Por: Bruno Barata/Rejane Freitas - Seagro
Data de Publicação: 29 de agosto de 2008
Uma comitiva formada por especialistas em energia da Universidade de São Paulo (USP) e representantes da Secretaria Estadual de Minas e Energia esteve reunida, na segunda-feira (25), com os gestores da Secretaria de Estado da Agricultura, Pecuária e Desenvolvimento Rural (Seagro), colhendo informações sobre as matérias-primas utilizadas e as regiões produtoras de energia no Estado. A USP foi contratada pela Petrobrás, para fazer o Balanço Energético do Maranhão, e elaborar um estudo de toda a produção e consumo dos diversos tipos de energia existentes no Estado.
De acordo com a superintendente de Planejamento de Políticas de Desenvolvimento Rural da Seagro, Maria do Amparo Melo, atualmente o Maranhão possui algumas fontes de produção de energia, como as florestas plantadas de eucalipto para a produção de carvão vegetal nos municípios de Açailândia, Bom Jesus das Selvas e Urbano Santos. Também “existem mais de 10 mil hectares de plantações de cana-de-açúcar, em Coelho Neto”, informou.
Segundo a superintendente de Promoção e Fomento Rural da Seagro, Vera Lúcia Costa, existem ainda plantações de babaçu com objetivo de produção de carvão na região do Baixo Parnaíba. Ela destacou ainda os experimentos da Seagro com o plantio de unha-de-gato, num projeto-piloto que está sendo desenvolvido em assentamentos rurais, para a alimentação dos animais e também para a produção de energia.

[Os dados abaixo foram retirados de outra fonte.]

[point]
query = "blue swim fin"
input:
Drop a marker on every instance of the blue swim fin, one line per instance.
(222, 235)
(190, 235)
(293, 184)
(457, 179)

Outras experiências relatadas aos especialistas da USP pelos representantes da Seagro foram produção de soja em Balsas e no Baixo Parnaíba, etanol em Bom Jesus das Selvas e Campestre, produção experimental de biodiesel com girassol no perímetro irrigado Tabuleiros de São Bernardo, com pião manso na área dos Lençóis e produção de madeira para transformação em carvão, na região do Cerrado maranhense.
O pesquisador do Instituto de Eletrotécnica e Energia da USP, Luiz Tadeo Siqueira, disse que os pesquisadores estão mapeando as regiões com potencial energético no Maranhão. A equipe também realizou visitas às Secretarias de Estado de Minas e Energia e de Planejamento. “Estamos realizando o Balanço Energético do Maranhão e percebemos que o Estado possui um grande consumo de energia”, ressaltou.

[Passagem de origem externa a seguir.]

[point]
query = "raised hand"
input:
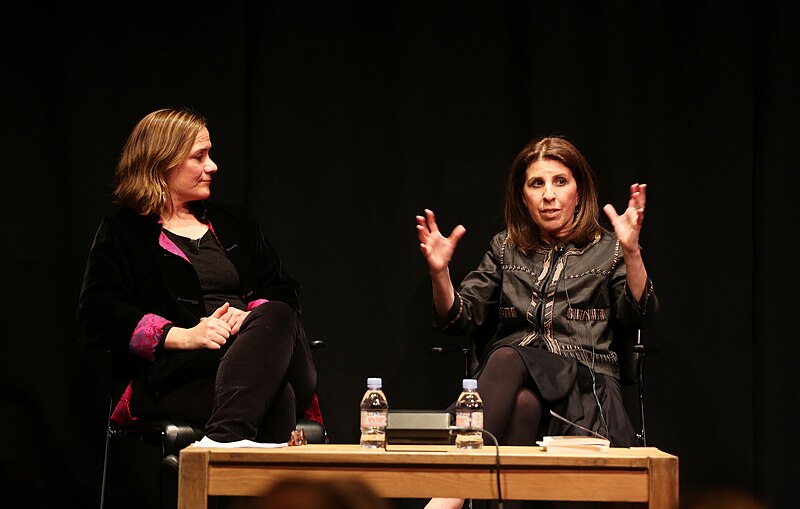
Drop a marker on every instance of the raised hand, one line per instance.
(628, 225)
(436, 248)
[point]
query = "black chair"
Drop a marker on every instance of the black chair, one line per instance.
(629, 348)
(140, 463)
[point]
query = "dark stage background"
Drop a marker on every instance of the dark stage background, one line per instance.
(337, 122)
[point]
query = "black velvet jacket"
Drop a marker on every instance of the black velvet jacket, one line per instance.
(130, 276)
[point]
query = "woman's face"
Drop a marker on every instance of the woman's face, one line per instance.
(551, 195)
(191, 180)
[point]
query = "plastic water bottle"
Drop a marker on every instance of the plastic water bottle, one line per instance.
(469, 414)
(374, 413)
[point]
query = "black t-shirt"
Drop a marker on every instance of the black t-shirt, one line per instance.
(219, 280)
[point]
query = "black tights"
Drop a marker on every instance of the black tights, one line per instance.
(512, 410)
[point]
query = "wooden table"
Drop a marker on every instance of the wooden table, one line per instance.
(641, 474)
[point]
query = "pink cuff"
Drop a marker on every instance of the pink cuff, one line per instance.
(147, 335)
(122, 412)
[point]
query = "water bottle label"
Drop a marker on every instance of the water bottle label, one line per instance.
(373, 419)
(469, 419)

Para a jornalista e pesquisadora da USP, Silvane Mateos, o diagnóstico fará um retrato do que o Maranhão produz e consome, por setor econômico, e o que transforma – álcool, carvão, biodiesel, além de verificar que tipos de experiências acontecem para a produção de energia. “A intenção é fazer um estudo de Matriz Energética, onde será possível visualizar todos os projetos e impactos do consumo e da produção no Maranhão até o ano de 2030”, concluiu.
A pesquisadora disse que o Balanço Energético permitirá uma projeção de como deve evoluir a oferta e a demanda de energia, sendo um instrumento útil ao planejamento energético do Estado, para que a energia seja utilizada de forma sustentável.
Silvane Mateos informou que quase todos os Estados brasileiros já fizeram o diagnóstico de produção e consumo de energia. Ela destacou que os últimos Estados que elaboraram o Balanço Energético foram Mato Grosso do Sul, Rio Grande do Norte e Tocantins.